Viktor came through the door and ducked behind another desk opposite her. She sent him a directive through their implants, and together they stood, weapons leveled. They moved forward in unison, making sure the room was clear. Only when they were confident it was, did she realize the bubbling came from glass cylinders filled with a reddish liquid.

Bile rose in her throat. There were ovaries and uteri floating in one of the cylinders, all of them attached together with metal filaments.

Viktor retched but managed to hold onto his stomach contents. Whatever was in the cylinder next to him, she didn’t want to know.

It looked like they’d found the missing women. And Angel had seen such experiments before, back in her first year as an Inquisitor. She closed her eyes momentarily, fighting back dread. She’d been correct. The Genevolves were bad enough, but their discards were worse. Usually psychologically unstable, they were ripped from the Genevolve organization, the Genus, and left to their own devices. The Genevolves couldn’t bring themselves to dispose of them, their “children”, so preferred to leave that to the Inquisitors when they found them—usually after a killing spree. The discards felt their loss keenly, and most sank further into madness. Many became obsessed with genetics and the origin of life. Both Genevolves and their discards were outlaws, to be captured or killed on sight.

This one was particularly bad. Each crime scene had been littered with discarded surgical equipment, along with a great deal of blood. Traces of refrigerants had led her to believe the bodies were being preserved… though for reasons she’d yet to determine.

“It’s a discard all right,” Angel said.

“Agreed,” said Viktor.

A signal from the bug reported movement. A shadowy movement only, but it was enough to confirm her fear. The discard was cutting its losses and running. She had to confront it.

Turning so Viktor couldn’t see, she wiped her sweaty palms on her pants. She switched ammunition again. This time, she didn’t plan on playing nice.

The bug pinpointed the person on the floor layout. Angel examined the schematic and, without waiting for Viktor, took off running. One had torn apart her last partner; she wouldn’t give this one the chance.

She bolted out of the room and turned right, sprinting down the corridor. Another right turn. Her implants marked her location on the floor plan along with the person the bug was now tracking. She turned and took the next left, too fast, and careened off the wall. They would hear the pounding of her feet. She’d have to be careful.

Ahead, the corridor opened up into an empty room at the back of the warehouse. One of the windows had been taken out and lay resting against a plascrete pillar. That had to be the discard’s exit point. Her heart hammered in her chest. Her breath came short and fast.

She had one last fleeting glance at the layout and dived into the room.

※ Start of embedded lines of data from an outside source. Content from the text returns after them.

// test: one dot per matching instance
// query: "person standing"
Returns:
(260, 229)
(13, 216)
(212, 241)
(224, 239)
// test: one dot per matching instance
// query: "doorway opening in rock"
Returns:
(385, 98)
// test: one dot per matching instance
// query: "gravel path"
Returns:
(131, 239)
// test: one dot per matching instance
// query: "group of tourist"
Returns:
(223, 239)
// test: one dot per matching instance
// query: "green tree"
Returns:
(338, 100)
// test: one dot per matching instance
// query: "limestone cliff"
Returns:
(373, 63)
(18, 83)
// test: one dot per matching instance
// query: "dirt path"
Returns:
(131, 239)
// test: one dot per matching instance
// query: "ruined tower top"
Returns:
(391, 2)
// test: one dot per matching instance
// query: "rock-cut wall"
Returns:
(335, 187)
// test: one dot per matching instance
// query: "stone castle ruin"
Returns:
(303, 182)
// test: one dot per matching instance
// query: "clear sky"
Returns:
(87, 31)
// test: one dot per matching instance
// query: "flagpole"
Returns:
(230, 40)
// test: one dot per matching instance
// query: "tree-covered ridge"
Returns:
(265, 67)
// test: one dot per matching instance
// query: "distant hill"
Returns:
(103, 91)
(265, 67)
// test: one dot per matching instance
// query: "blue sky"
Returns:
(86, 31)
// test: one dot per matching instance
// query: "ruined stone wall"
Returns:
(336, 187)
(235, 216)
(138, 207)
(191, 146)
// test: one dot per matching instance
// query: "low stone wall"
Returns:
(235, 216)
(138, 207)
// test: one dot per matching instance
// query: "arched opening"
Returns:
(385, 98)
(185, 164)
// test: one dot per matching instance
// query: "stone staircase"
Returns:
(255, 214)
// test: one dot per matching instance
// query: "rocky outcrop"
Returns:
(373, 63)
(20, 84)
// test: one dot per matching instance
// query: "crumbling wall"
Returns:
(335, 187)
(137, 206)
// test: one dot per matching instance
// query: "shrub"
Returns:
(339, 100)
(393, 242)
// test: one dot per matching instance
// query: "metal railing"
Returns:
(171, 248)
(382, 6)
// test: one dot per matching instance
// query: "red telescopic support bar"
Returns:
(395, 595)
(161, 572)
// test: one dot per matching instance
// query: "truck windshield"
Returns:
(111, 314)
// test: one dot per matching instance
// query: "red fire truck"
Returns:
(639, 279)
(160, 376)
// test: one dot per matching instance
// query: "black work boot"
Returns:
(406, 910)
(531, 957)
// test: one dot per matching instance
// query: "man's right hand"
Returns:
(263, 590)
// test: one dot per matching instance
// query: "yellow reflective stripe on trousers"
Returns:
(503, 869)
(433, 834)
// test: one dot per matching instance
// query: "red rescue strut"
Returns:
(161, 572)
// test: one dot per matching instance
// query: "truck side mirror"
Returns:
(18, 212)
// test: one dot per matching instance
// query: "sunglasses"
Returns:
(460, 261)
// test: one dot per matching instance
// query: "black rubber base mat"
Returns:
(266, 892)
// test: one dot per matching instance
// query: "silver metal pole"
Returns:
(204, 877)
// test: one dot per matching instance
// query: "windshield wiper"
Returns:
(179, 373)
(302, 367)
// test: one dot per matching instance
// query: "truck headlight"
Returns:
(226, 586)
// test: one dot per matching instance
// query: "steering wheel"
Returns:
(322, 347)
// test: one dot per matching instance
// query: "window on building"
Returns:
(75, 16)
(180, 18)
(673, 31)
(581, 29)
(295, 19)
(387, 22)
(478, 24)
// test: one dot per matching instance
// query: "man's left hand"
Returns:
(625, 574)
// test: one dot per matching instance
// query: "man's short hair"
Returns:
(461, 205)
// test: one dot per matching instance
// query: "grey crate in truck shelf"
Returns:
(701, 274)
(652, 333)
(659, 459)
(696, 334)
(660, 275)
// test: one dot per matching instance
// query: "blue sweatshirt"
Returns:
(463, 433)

She slid across the floor on her side, raising clouds of dust, hand-cannon aiming where the bug said the discard should be.

The muzzle flashed as she squeezed off round after round. Her high-explosive shots came first. Detonations thundered. The remaining windows shattered, glass flying outward. Chips of plascrete flew around her, dislodged by return fire from her target. Angel continued firing.

There. Her augmented vision darkened to soften the blasts of light, but a figure moved across the room. Angel rolled to her stomach, in the same motion switching to homing-flechette rounds and spraying the area.